Esquire, December 1983.
In 1948 there were seven thousand people in Grinnell, Iowa, including more than one who didn’t dare take a drink in his own house without pulling the shades down first. It was against the law to sell liquor in Grinnell, but it was perfectly legal to drink it at home. So it wasn’t that. It wasn’t even that someone might look in through the window and disapprove. God knew Grinnell had more than its share of White Ribbon teetotalers, but by 1948 alcohol was hardly the mark of Cain it had once been. No, those timid souls with their fingers through the shade loops inside the white frame houses on Main Street and Park Street were thinking of something else altogether.

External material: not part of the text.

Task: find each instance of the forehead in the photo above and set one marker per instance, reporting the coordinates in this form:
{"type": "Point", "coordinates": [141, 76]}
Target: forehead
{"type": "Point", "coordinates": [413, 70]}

They happened to live on land originally owned by the Congregational minister who had founded the town in 1854, Josiah Grinnell. Josiah Grinnell had sold off lots with covenants, in perpetuity, stating that anyone who allowed alcohol to be drunk on his property forfeited ownership. In perpetuity! In perpetuity was forever, and 1948 was not even a hundred years later. In 1948 there were people walking around Grinnell who had known Josiah Grinnell personally. They were getting old; Grinnell had died in 1891; but they were still walking around. So… why take a chance!
The plain truth was, Grinnell had Middle West written all over it. It was squarely in the middle of Iowa’s Midland corn belt, where people on the farms said “crawdad” instead of crayfish and “barn lot” instead of barnyard. Grinnell had been one of many Protestant religious communities established in the mid-nineteenth century after Iowa became a state and settlers from the East headed for the farmlands. The streets were lined with white clapboard houses and elm trees, like a New England village. And today, in 1948, the hard-scrubbed Octagon Soap smell of nineteenth century Protestantism still permeated the houses and Main Street as well. That was no small part of what people in the East thought of when they heard the term “Middle West. ” For thirty years writers such as Sherwood Anderson, Sinclair Lewis, and Carl Van Vechten had been prompting the most delicious sniggers with their portraits of the churchy, narrow minded Middle West. The Iowa painter Grant Wood was thinking of farms like the ones around Grinnell when he did his famous painting American Gothic. Easterners recognized the grim, juiceless couple in Wood’s picture right away. There were John Calvin’s and John Knox’s rectitude reigning in the sticks.